Status Update
Comments
va...@google.com <va...@google.com>
ja...@google.com <ja...@google.com> #2
Hello,
Thank you for reaching out to us!
To assist us in conducting thorough investigation, we kindly request your cooperation in providing the following information regarding the reported issue:
- Do you see this issue constantly or intermittently?
- Is there any specific scenario or time at which this issue is observed?
- To help us understand the issue better, please provide detailed steps to reliably reproduce the problem.
- It would be greatly helpful if you could attach screenshots of the output/error related to this issue.
Your cooperation in providing these details will enable us to dive deeper into the matter and work towards a prompt resolution. We appreciate your assistance and look forward to resolving this issue for you.
Thank you for your understanding and cooperation.
le...@zeliq.com <le...@zeliq.com> #3
1. This is the first time I have encountered this issue, and it is still present today.
2. I don't know. It seems to be a bug that needs to be fixed, as it won't go away otherwise.
3. Go to BigQuery, create a table, import the file I shared in my initial post, and you will see that a field containing a string is incorrectly assigned as INTEGER because it contains numbers—even though it is quoted (which indicates a string).
4. I'm sharing a screenshot of a large import that fails because a field is assigned as INTEGER instead of STRING, even though it should be a string. The issue is that a STRING cannot be written because the field is incorrectly set as INTEGER. The problem occurs because BigQuery initially processes a file where a field contains quoted numbers and incorrectly assigns it as INTEGER. As a result, the next file cannot be written since the schema expects an INTEGER instead of a STRING.
The reverse problem can also occur: If you first import a STRING, BigQuery will later reject a file containing quoted numbers, assuming the field should be an INTEGER.
TL;DR: BigQuery's Schema Auto Detect incorrectly assigns a field as INTEGER when a file contains only quoted numbers or null values (i.e., no quoted STRING).
Thanks for your support.
ja...@google.com <ja...@google.com> #4
Hello,
Thanks for your response.
Even though the numbers are in double quotes, BigQuery might still interpret them as integers if it detects a pattern. If the first file only has quoted numbers and nulls, it might think the column is always going to be an integer.
I would suggest you to create a small "dummy" file that contains at least one actual string value in the column. Make sure this file is processed first during the import.

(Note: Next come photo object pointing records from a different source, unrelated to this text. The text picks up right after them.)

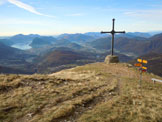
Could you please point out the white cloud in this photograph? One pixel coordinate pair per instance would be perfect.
(27, 7)
(2, 2)
(74, 15)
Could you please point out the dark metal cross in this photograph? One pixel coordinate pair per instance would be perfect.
(113, 33)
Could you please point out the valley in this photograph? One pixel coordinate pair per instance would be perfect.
(47, 54)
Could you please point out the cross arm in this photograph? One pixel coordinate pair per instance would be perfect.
(120, 32)
(104, 32)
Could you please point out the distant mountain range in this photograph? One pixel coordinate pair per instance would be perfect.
(50, 54)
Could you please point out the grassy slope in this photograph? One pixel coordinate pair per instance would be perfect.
(90, 93)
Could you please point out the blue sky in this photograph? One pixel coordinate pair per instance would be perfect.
(51, 17)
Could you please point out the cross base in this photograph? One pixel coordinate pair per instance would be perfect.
(111, 59)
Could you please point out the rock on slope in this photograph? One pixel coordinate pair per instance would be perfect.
(91, 93)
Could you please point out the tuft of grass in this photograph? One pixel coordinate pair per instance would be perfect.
(90, 93)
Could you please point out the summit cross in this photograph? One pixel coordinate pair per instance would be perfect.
(113, 34)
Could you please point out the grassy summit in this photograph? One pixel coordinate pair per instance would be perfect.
(91, 93)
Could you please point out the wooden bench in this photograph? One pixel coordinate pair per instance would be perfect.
(156, 80)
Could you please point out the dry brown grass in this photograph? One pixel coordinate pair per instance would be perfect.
(90, 93)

This will give BigQuery a better chance of inferring the correct data type.
I am waiting for your response.
le...@zeliq.com <le...@zeliq.com> #5
> I would suggest you create a small "dummy" file that contains at least one actual string value in the column.

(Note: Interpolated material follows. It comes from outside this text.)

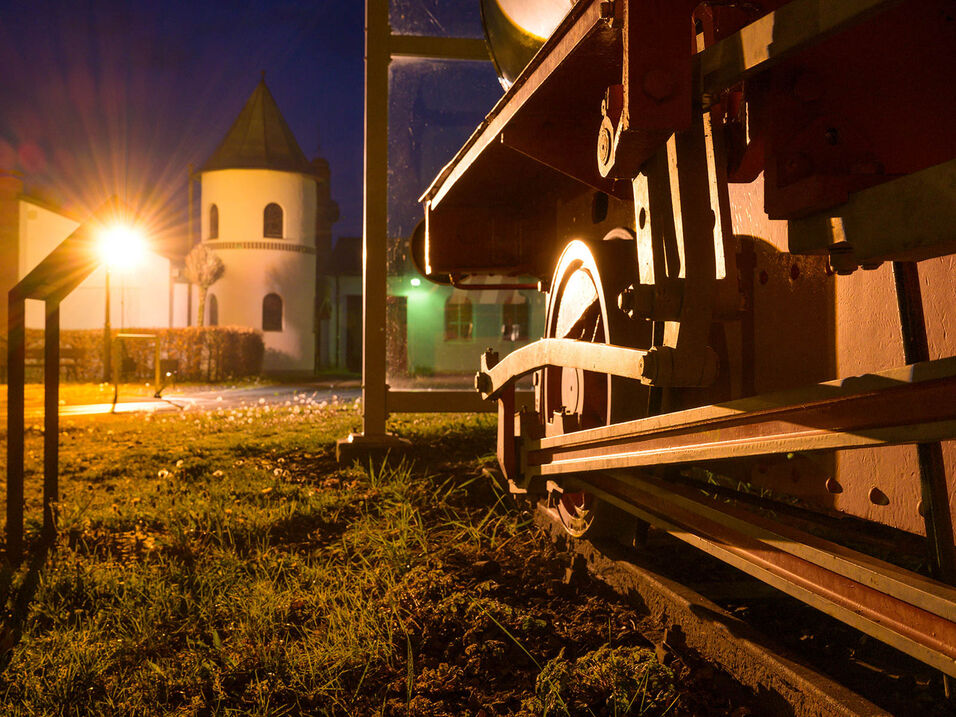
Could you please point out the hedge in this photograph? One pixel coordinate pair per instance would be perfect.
(211, 353)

No, that won’t work, because the issue goes both ways:
1. If the first file contains a STRING, the column is set to STRING. But as soon as BigQuery encounters a file where the column contains only `null` or quoted number (e.g., `"1234"`), it considers that the field type has changed.
2. If the first file contains only quoted numbers (which should still be treated as strings), BigQuery wrongly assigns the column type as INTEGER, even though quoted numbers are strings, not integers.
This behavior contradicts JSON.org itself : (
"A value can be a STRING in DOUBLE QUOTES, or a number, or true, or false, or null, or an object, or an array. These structures can be nested."
> Make sure this file is processed first during the import.
That’s not a reliable solution, because with BigQuery Schema Auto Detection, you can’t control the processing order. Trying to work around this defeats the purpose of schema auto-detection.
BigQuery should never assign INTEGER when encountering quoted numbers, this is a bug.
ja...@google.com <ja...@google.com> #6
Hello,
Thank you for reaching out to us with your request.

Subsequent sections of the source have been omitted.